The county will also increase its pension fund contributions by more than $1 million in the new budget.
The 2018 budget includes pay raises for firefighters and sheriff’s deputies plus additional staffing in some departments.
Also, the animal control portion of the Animal Welfare Department will move under the umbrella of the sheriff’s office.
The new fiscal year begins July 1.
Commissioners also agreed Tuesday to a letter of intent for a summer collegiate baseball team to play in Macon.
The agreement with team owner SRO Partners moves Macon-Bibb closer to a Coastal Plain League team playing at historic Luther Williams Field.

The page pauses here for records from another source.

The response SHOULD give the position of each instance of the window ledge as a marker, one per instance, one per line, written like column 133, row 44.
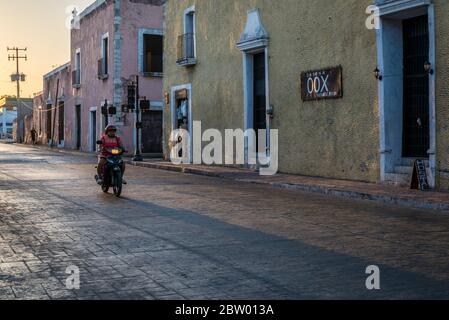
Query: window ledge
column 189, row 62
column 152, row 74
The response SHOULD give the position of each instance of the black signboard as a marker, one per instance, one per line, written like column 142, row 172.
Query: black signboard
column 145, row 105
column 419, row 178
column 112, row 110
column 322, row 84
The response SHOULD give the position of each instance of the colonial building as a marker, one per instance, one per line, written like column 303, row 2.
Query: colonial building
column 112, row 41
column 50, row 118
column 356, row 91
column 12, row 109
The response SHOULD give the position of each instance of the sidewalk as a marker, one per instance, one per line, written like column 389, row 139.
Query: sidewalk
column 341, row 188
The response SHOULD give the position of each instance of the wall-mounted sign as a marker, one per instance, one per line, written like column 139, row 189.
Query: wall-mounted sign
column 181, row 94
column 419, row 178
column 322, row 84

The county could also spend up to $2.5 million for upgrades to the ball field, which was approved in a separate ordinance Tuesday.
The improvements to Luther Williams will have to be voted on by commissioners once the designs are completed.
The letter of intent says SRO Partners will pay Macon-Bibb $50,000-$55,000 annually over a 10 year period for use of the Central City Park stadium.
The inaugural season would start in the summer of 2018.
Several lower-tiered baseball teams— Macon Peaches, Macon Music and Macon Pinetoppers — have had brief runs playing at Luther Williams since the departure of an Atlanta Braves affiliate in 2002.
In other business Tuesday, commissioners also approved:
▪ A $2.23 million construction agreement with Warren Associates Inc. to build a new senior citizens center in Central City Park. The funding will come from 2012 special purpose local option sales tax proceeds and the sale of the current senior center Adams Street property.
▪ Using $750,000 of 2017 SPLOST bond funds for a new multipurpose sports complex that would be built at Hartley Elementary School, 2230 Anthony Road.
▪ $2.9 million to purchase equipment and for engineering services in preparation for the closure of the main landfill. The funding comes from SPLOST bond funds.
▪ A $1 million agreement with contractor Sam Hall and Sons for an extension to the Ocmulgee Heritage Trail. The county will use SPLOST bond funds and a grant from the Georgia Department of Transportation.
▪ A denial of the renewal of an alcohol licenses at Super Gas convenience store, also known as M&M Grocery. Sheriff’s deputies have responded to more than 140 calls at the 2760 Montpelier Ave. store since 2016.